Lettre 706 : Pierre Bayle à Gilles Ménage

[Rotterdam, le 10 décembre 1687]

Monsieur Ma longue maladie a esté cause que je n’ai pas eu l’honneur de vous remercier du present que vous m’avez fait de la derniere edition de vos excellentes poesies [1]. J’avois deja dressé dans ma tete l’article que j’en voulois mettre dans les Nouvelles de fevrier, j’avois de quoi satisfaire la passion que j’avois depuis long tems de vous marquer l’estime et la veneration que je sens pour vous[,] l’homme de toute l’Europe qui s’est fait le plus admirer dans les pays etrangers. Mais ma santé ne me permit pas d’executer ce que j’avois projeté. Ce fut pour moi une circonstance tres facheuse. Agréez Monsieur qu’aujourd’hui je m’acquitte pour le moins du remerciement tres humble que je vous dois. La personne qui vous rendra cette lettre est fils et neveu / de deux de nos magistrats, et s’apelle Monsieur Vrouze [2]. Il a beaucoup d’erudition pour son age ; il aime les belles lettres, et il a fait de grands progrez dans la philosophie et dans la jurisprudence. En un mot Monsieur il merite le bonheur qu’il souhaitte de n’aller pas à Paris sans etre con[n]u de l’illustre Monsieur Menage. Je prens la liberté de vous suplier tres humblement d’agréer que pendant son séjour de Paris il vous aille rendre ses hommages de tems en tems, et assister aux conferences qui se tiennent chez vous tous les mercredis. Il est fort aimé de Mr Graevius [3] qui le recommande entre autres savans à votre excellent ami Mr Bigot à qui j’ai l’obligation insigne d’etre con[n]u de vous Monsieur [4]. Je vous souhaitte une longue vie pour le bien et l’ornement de la Republique des Lettres et suis avec un tres profond respect Monsieur votre tres humble et tres obeissant serviteur Bayle

A Rotterdam le 10 e dec[embre] 1687 /

 Je ne vous saurois exprimer ma joye Monsieur de ce que j’aprens souvent de vos nouvelles par mon bon ami Monsieur Basnage. A Monsieur / l’abbé Menage / au Cloitre de Notre Dame / A Paris

Notes :

[1Jean Le Clerc avait donné dans la BUH, mars 1687, art.

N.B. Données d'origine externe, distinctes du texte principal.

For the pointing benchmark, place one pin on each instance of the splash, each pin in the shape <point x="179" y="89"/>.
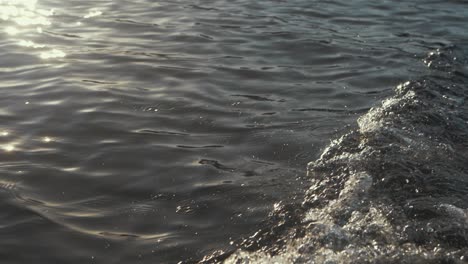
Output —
<point x="393" y="190"/>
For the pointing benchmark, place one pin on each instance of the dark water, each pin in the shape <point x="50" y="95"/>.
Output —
<point x="161" y="131"/>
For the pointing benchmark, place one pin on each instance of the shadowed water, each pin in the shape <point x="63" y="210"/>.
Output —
<point x="162" y="131"/>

XVI, le compte rendu de la deuxième édition des Poemata de Ménage, qui venait de paraître chez Henrik Wetstein (Amsterdam 1687, 12°).

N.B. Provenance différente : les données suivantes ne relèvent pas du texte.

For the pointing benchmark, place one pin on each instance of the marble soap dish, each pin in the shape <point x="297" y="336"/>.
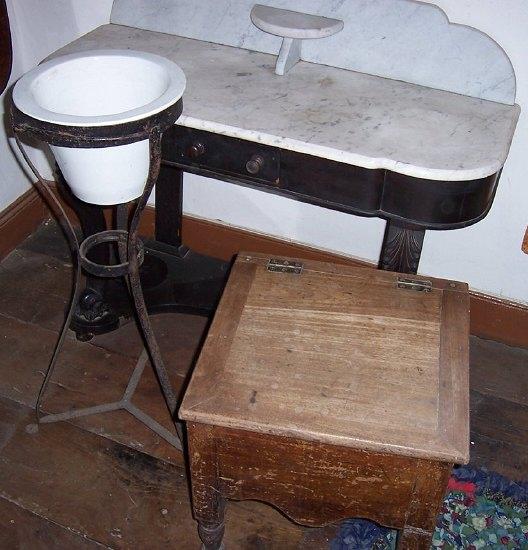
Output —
<point x="293" y="26"/>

[2Sur la famille patricienne de Rotterdam,Vroesen, voir Lettre 428, n.5. Puisque Jan Vroesen, qui est vraisemblablement l’auteur du Traité des trois imposteurs, n’avait à cette date que quinze ans, il s’agit ici sans doute de son frère aîné ou de son cousin, tous deux prénommés Adriaen, – très probablement le même dont Bayle signale qu’il a été étudiant à Utrecht et son élève privé en philosophie pendant trois ans. Bayle souhaite qu’il puisse pénétrer dans les « mercuriales » de Ménage comme il avait pu lui-même le faire lors de ses séjours parisiens : voir Lettres 93, n.33, et 193, n.4.

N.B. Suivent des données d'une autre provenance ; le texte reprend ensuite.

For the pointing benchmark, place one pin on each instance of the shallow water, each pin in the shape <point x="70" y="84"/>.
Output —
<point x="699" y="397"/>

[3Graevius étant professeur à Utrecht, cette allusion semble confirmer notre supposition dans la note précédente.

[4Graevius a recommandé Vroesen auprès d’ Emeric Bigot, que Bayle avait fréquenté à Rouen, ce qui lui avait permis de pénétrer dans les « mercuriales » de Ménage lors de son séjour à Paris en 1675 : voir Lettres 69, n.2, 79, n.20 et 26, et 81, n.33.